Monday, May 21, 2012

Unsupervised legislators

A few years ago, Michael Gormley wrote a piece for USA Today mainly focusing on the Eliot Spitzer scandal but also mentioning that inappropriate behavior by state governing officials was far from unusual, especially when the capital was far from population centers. As Gormley wrote:
It is an open secret that there is a lot of fooling around going on at the statehouse. And at other statehouses, too.... In truth, the phenomenon is not new, and it's not confined to Albany. By all accounts, the same thing goes on at other state capitals, particularly where the statehouse is far from the main population centers and lawmakers stay overnight several times a week.
It is a curious feature of many states that the center of government is far from the center of commerce and population. (I had once heard that this was by design, to keep the government from becoming deaf to the concerns of the provinces. But I don't know how true that is or how much thought went into these decisions as a whole.) Could it be true that distance from population centers creates more irresponsible behavior by government?

A new paper by Filipe R. Campante and Quoc-Anh Do suggests this may just be the case. They find that a state capital's isolation corresponds with greater corruption, higher campaign spending, and lower voter turnout. Here's their abstract:
We show that isolated capital cities are robustly associated with greater levels of corruption across US states. In particular, this is the case when we use the variation induced by the exogenous location of a state’s centroid to instrument for the concentration of population around the capital city. We then show that different mechanisms for holding state politicians accountable are also affected by the spatial distribution of population: newspapers provide greater coverage of state politics when their audiences are more concentrated around the capital, and voter turnout in state elections is greater in places that are closer to the capital. Consistent with lower accountability, there is also evidence that there is more money in state-level political campaigns in those states with isolated capitals.
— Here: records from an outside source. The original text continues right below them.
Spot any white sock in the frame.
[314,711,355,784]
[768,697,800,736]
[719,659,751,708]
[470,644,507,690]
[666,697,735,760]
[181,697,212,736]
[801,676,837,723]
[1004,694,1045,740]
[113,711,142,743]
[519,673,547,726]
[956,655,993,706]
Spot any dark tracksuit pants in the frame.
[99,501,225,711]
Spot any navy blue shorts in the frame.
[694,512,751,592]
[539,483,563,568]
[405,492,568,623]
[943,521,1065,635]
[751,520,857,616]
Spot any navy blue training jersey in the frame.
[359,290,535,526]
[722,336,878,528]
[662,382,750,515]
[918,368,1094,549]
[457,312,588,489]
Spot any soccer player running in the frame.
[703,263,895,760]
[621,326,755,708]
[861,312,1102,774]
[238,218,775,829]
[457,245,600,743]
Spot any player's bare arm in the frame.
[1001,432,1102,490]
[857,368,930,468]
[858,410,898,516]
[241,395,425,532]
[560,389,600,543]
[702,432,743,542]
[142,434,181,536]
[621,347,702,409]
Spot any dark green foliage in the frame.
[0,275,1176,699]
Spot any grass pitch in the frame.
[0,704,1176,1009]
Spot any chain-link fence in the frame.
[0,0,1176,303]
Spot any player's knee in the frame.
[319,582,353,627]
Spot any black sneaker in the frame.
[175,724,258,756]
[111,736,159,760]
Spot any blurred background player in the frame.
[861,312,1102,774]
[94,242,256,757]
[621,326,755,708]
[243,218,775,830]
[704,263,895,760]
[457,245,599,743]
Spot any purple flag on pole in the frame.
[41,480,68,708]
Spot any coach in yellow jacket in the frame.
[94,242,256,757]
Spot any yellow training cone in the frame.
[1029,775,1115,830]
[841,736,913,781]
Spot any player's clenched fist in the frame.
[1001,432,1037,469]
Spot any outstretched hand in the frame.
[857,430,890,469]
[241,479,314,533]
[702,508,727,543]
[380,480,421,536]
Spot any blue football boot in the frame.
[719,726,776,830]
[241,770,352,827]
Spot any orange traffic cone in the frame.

We find that the role of media accountability helps explain the connection between isolated capitals and corruption. In addition, we provide some evidence that this pattern is also associated with lower levels of public good spending and outcomes.
(h/t John Sides)

1 comment:

Matt Glassman said...

In regard to why capitals are far away from commerce centers, there's a fair amount of evidence from the territorial days in the west that moving a capital was a means to wrestle political power away from the original entrenched interests, and to profit. Often, the original capital would be in the eastern part of the state, because that's where the first population settlements were (Or, in the case of the pacific territories like Washington, on the coast). Then, as a periphery develops, the political power of the existing capital interests are challenged, and there's a fight over moving the capital toward the center of the territory. Almost always, the periphery plays the "central location" card, but it's usually just a cover for capturing the territorial government. Because moving the capital to a new location is an absolute bananza for anyone who has speculated on land in the new area.

Best example is the 1883 move from Yankton to Bismark in the Dakota territory. Straight power play by those opposed to the Yankton coalition (and ultimately those two factions ended up pushing to divide the territory, for the purpose of creating detente through separation).